School of Medicine and Health Management, Tongji Medical College, Huazhong University of Science and Technology, Hubei, China.
Dassault Systems, 175 Wyman St. Waltham, MA, 02451, USA.
Int J Med Inform. 2018 Aug;116:24-32. doi: 10.1016/j.ijmedinf.2018.05.010. Epub 2018 May 22.
With the increasing application of electronic health records (EHRs) in the world, protecting private information in clinical text has drawn extensive attention from healthcare providers to researchers. De-identification, the process of identifying and removing protected health information (PHI) from clinical text, has been central to the discourse on medical privacy since 2006. While de-identification is becoming the global norm for handling medical records, there is a paucity of studies on its application on Chinese clinical text. Without efficient and effective privacy protection algorithms in place, the use of indispensable clinical information would be confined.
We aimed to (i) describe the current process for PHI in China, (ii) propose a machine learning based approach to identify PHI in Chinese clinical text, and (iii) validate the effectiveness of the machine learning algorithm for de-identification in Chinese clinical text.
Based on 14,719 discharge summaries from regional health centers in Ya'an City, Sichuan province, China, we built a conditional random fields (CRF) model to identify PHI in clinical text, and then used the regular expressions to optimize the recognition results of the PHI categories with fewer samples.
We constructed a Chinese clinical text corpus with PHI tags through substantial manual annotation, wherein the descriptive statistics of PHI manifested its wide range and diverse categories. The evaluation showed with a high F-measure of 0.9878 that our CRF-based model had a good performance for identifying PHI in Chinese clinical text.
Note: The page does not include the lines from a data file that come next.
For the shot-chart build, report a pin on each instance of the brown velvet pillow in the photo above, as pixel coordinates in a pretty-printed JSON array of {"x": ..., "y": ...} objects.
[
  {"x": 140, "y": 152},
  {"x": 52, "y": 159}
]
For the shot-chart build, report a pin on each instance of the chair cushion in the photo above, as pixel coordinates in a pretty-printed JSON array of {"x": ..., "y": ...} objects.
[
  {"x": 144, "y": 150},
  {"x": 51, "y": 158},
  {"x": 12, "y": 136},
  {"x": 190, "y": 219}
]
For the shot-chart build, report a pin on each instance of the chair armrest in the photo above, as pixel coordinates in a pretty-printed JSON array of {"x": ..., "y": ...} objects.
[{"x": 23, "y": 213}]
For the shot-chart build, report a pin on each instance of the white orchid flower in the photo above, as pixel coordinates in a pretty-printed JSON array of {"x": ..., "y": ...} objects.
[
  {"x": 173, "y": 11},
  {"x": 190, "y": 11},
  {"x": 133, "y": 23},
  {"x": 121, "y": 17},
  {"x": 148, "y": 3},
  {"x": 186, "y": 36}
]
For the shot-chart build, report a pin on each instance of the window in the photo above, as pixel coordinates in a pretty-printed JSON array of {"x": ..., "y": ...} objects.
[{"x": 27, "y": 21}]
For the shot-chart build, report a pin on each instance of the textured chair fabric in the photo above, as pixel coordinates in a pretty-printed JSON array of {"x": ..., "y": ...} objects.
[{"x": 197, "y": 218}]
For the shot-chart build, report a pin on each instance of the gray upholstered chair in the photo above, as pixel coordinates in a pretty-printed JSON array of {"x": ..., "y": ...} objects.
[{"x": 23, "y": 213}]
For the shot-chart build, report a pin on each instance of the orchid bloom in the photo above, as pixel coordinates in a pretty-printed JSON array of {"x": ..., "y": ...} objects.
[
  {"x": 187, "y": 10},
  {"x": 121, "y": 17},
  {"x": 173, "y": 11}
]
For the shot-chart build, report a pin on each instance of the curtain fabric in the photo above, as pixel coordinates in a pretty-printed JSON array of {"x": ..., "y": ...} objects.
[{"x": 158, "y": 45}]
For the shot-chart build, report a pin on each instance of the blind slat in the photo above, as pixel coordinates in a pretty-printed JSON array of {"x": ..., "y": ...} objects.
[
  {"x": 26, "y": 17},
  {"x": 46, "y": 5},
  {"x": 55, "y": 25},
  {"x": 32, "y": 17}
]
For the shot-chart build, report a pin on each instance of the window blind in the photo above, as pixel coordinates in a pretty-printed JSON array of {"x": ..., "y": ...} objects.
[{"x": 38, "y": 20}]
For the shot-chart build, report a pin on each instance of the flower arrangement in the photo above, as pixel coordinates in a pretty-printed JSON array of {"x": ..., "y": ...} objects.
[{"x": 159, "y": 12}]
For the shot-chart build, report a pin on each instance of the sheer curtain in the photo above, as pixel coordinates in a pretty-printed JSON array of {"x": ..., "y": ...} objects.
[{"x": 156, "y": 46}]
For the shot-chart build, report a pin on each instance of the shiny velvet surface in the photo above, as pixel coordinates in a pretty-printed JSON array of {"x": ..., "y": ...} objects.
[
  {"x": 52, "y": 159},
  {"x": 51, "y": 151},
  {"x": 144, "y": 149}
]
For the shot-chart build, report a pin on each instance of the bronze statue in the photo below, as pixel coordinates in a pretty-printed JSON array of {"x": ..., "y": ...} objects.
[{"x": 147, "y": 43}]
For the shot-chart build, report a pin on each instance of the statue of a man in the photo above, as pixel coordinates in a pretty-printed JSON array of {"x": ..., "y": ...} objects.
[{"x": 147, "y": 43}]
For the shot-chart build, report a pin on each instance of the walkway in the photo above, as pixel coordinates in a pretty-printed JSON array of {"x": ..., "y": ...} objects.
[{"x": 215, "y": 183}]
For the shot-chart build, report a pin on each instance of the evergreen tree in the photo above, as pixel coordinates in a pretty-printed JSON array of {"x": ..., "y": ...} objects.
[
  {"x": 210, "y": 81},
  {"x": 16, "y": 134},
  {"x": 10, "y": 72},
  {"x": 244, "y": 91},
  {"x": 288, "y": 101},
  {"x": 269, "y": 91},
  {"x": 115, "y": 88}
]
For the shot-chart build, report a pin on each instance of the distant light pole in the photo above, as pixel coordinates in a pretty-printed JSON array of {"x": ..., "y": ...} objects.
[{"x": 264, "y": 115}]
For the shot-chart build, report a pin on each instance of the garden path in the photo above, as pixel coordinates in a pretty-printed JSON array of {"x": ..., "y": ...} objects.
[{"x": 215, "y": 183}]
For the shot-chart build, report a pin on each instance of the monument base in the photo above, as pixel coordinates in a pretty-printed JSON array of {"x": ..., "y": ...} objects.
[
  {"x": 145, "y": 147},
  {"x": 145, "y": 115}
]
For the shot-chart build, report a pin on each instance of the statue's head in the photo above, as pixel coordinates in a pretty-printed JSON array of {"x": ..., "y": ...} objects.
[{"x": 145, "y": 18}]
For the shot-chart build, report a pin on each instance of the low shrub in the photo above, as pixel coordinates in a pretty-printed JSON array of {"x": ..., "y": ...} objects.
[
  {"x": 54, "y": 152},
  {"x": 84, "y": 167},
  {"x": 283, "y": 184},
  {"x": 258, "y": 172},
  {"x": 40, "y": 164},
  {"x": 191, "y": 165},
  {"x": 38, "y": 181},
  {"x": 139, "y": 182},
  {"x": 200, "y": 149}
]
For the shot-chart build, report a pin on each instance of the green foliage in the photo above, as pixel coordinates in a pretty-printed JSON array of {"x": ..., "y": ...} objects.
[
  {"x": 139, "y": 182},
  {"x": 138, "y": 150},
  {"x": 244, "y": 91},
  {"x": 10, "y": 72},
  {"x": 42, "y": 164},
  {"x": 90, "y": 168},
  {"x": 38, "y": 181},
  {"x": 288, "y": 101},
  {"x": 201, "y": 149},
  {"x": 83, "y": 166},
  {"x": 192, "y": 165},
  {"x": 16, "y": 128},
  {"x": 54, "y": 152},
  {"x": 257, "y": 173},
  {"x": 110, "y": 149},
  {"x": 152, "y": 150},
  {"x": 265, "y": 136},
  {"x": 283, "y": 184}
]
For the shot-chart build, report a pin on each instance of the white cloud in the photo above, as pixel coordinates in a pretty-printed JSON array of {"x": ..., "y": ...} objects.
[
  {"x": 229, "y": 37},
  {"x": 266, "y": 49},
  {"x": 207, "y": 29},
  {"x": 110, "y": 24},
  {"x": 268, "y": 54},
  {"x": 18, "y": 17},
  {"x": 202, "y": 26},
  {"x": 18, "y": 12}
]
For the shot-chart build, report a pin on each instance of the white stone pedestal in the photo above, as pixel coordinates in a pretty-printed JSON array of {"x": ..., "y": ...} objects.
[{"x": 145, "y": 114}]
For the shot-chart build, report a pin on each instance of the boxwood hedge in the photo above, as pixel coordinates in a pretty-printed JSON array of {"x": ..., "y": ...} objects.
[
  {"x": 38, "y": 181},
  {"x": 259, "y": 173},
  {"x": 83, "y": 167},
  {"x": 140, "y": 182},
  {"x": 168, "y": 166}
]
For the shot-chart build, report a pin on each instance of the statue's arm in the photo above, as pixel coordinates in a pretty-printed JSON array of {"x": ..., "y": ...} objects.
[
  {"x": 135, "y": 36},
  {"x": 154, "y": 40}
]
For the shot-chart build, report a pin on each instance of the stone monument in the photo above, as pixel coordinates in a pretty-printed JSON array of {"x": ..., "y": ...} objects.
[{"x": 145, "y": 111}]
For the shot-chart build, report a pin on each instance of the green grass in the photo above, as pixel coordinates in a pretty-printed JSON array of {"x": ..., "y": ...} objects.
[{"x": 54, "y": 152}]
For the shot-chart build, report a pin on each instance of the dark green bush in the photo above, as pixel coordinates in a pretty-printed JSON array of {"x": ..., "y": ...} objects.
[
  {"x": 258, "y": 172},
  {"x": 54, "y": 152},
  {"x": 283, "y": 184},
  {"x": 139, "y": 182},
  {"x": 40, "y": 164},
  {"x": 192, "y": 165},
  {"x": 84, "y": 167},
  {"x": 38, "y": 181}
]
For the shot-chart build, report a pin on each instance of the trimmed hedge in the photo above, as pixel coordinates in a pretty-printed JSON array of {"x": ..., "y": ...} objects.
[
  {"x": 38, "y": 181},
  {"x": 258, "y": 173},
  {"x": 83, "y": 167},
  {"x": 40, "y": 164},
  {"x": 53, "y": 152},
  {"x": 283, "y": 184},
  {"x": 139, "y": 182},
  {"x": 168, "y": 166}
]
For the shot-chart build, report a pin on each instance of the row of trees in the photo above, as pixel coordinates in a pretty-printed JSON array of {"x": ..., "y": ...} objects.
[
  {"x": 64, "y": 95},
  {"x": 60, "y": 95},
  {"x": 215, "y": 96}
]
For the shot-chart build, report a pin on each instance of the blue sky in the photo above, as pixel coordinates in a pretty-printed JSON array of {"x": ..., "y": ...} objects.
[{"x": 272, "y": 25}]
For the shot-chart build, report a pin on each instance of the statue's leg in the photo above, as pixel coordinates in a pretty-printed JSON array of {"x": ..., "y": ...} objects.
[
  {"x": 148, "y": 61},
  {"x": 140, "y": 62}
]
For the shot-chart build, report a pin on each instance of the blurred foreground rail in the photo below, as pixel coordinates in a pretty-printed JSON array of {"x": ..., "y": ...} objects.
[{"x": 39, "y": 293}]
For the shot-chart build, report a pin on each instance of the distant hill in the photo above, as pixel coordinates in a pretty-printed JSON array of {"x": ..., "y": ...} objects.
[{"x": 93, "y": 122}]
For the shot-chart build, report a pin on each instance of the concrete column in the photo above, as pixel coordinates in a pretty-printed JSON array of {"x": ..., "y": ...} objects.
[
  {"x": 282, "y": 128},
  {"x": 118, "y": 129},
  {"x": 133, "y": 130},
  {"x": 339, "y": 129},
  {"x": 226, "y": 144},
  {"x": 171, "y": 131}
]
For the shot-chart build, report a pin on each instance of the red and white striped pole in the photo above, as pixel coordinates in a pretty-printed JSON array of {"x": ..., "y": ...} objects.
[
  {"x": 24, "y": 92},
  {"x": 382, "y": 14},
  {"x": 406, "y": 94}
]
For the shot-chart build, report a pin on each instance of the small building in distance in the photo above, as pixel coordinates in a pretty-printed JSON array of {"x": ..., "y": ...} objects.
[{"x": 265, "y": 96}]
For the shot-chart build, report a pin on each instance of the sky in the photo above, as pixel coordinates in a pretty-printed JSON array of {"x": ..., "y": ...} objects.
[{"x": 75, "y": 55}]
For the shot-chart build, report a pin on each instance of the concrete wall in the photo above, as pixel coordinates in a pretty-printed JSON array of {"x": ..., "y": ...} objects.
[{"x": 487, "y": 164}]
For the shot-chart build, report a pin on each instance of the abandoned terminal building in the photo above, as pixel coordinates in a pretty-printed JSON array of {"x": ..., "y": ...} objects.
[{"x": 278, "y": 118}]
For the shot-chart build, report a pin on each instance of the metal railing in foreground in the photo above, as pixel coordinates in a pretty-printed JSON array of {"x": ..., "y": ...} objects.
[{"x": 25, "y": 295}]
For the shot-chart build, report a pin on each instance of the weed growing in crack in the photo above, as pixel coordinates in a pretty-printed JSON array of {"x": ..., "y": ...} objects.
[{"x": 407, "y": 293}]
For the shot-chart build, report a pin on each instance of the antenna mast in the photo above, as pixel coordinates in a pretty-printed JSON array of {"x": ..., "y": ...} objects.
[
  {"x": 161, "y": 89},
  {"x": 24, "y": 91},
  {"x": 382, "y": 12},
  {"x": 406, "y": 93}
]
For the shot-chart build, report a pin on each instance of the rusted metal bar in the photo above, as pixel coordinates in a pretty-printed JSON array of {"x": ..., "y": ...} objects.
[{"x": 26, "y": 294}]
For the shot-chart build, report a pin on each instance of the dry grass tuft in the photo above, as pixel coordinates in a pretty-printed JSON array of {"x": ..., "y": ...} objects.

The rapid adoption of EHR in the health sector has created an urgent need for tools that can parse patient specific information from Chinese clinical text. Our application of CRF algorithms for de-identification has shown the potential to meet this need by offering a highly accurate and flexible solution to analyzing Chinese clinical text.
随着电子健康记录(EHR)在全球的应用越来越广泛,保护临床文本中的私人信息引起了医疗保健提供者和研究人员的广泛关注。自 2006 年以来,去识别化(即识别和删除临床文本中受保护健康信息(PHI)的过程)一直是医疗隐私讨论的核心。虽然去识别化已成为处理医疗记录的全球规范,但关于其在中文临床文本中的应用的研究却很少。如果没有高效和有效的隐私保护算法,就会限制对不可或缺的临床信息的使用。
我们旨在:(i)描述中国当前的 PHI 处理流程;(ii)提出一种基于机器学习的方法来识别中文临床文本中的 PHI;(iii)验证机器学习算法在中国临床文本去识别化中的有效性。
基于中国四川省雅安市区域卫生中心的 14719 份出院小结,我们构建了一个条件随机场(CRF)模型来识别临床文本中的 PHI,然后使用正则表达式优化具有较少样本的 PHI 类别识别结果。
我们通过大量手动标注构建了一个带有 PHI 标签的中文临床文本语料库,其中 PHI 的描述性统计数据表明其范围广泛且类别多样。评估结果表明,我们的基于 CRF 的模型在识别中文临床文本中的 PHI 方面表现良好,F1 分数高达 0.9878。
EHR 在医疗保健领域的快速采用,迫切需要能够从中文临床文本中解析患者特定信息的工具。我们应用 CRF 算法进行去识别化,为分析中文临床文本提供了一种高度准确和灵活的解决方案,显示出了满足这一需求的潜力。